Title: The Lying Game
Author: Ruth Ware
Genre: Fiction, Thriller
Publisher: Simon & Schuster
Release Date: July 25, 2017
Isa Wilde’s life changed when she went to boarding school in Salten when she was fifteen. She met Kate, Thea, and Fatima, and they introduced her to the lying game. They would make up lies and the more convincing they were, the more points they would get. But the four girls drifted apart in the seventeen years since they left the school. That is, until Kate texts all three women saying she needs them. They all race to Kate’s home, with Isa bringing her baby, Freya. A body has been discovered close to Kate’s home, and all their lies are coming back to haunt them.
I liked this thrilling novel. It was very suspenseful. There were so many plot twists throughout the first half, that I didn’t know what was going to happen next.
I really felt for the characters, which is important to me when reading a book. I kept wanting to tell Isa what to do, which was frustrating, but I also felt sympathetic towards her problems.
I had kind of figured out what happened by the end of the book. There was a slight twist at the very end, but I had figured out the gist of it.
I think this thriller will be a big hit this summer.
Title: Royal Replicas
Author: Michael Pierce
Genre: Young Adult
Publisher: ParousiaSix Press
Release Date: July 11, 2017
This review is part of the blog tour from YA Bound Blog Tours.

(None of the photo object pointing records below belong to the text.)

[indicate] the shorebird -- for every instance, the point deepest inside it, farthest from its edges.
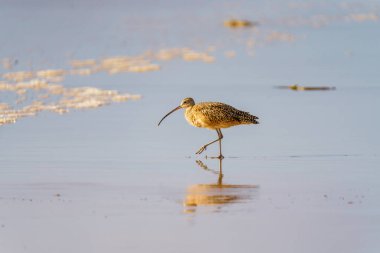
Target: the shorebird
(214, 116)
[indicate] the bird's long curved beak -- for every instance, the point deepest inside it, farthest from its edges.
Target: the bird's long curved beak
(175, 109)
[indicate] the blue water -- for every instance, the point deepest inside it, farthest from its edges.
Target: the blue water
(122, 180)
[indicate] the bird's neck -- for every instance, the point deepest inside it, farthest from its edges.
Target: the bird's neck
(188, 109)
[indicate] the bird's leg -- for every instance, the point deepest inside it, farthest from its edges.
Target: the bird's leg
(203, 148)
(220, 143)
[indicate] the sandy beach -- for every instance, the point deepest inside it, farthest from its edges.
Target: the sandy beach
(85, 168)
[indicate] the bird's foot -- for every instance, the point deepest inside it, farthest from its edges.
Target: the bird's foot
(203, 148)
(220, 157)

Victoria Sandalwood lives with Duke and Duchess Ramsey. She has lived with them all her life, but she has never been treated as a daughter. She has been banished to the cellar and is constantly punished for silly things, resulting in her being beaten by Master Ramsey. One day, she gets a message from Queen Hart that says she is her daughter and must return to the castle to marry a prince. Victoria is shocked at this news but also happy to leave her painful life. However, when she arrives at the castle, Victoria meets six other girls who look just like her. She must compete with these other girls to win the Prince’s heart.
This book is very similar to other popular YA dystopian series right now: The Selection, Red Queen, The Lunar Chronicles. But this one has a clever twist involving genetics.
Every time I thought I had figured out what was happening, I was pleasantly surprised to find out I was wrong. The twists were surprising and the pace moved quickly so I was never bored.
The ending left the story open to a sequel, which I look forward to reading.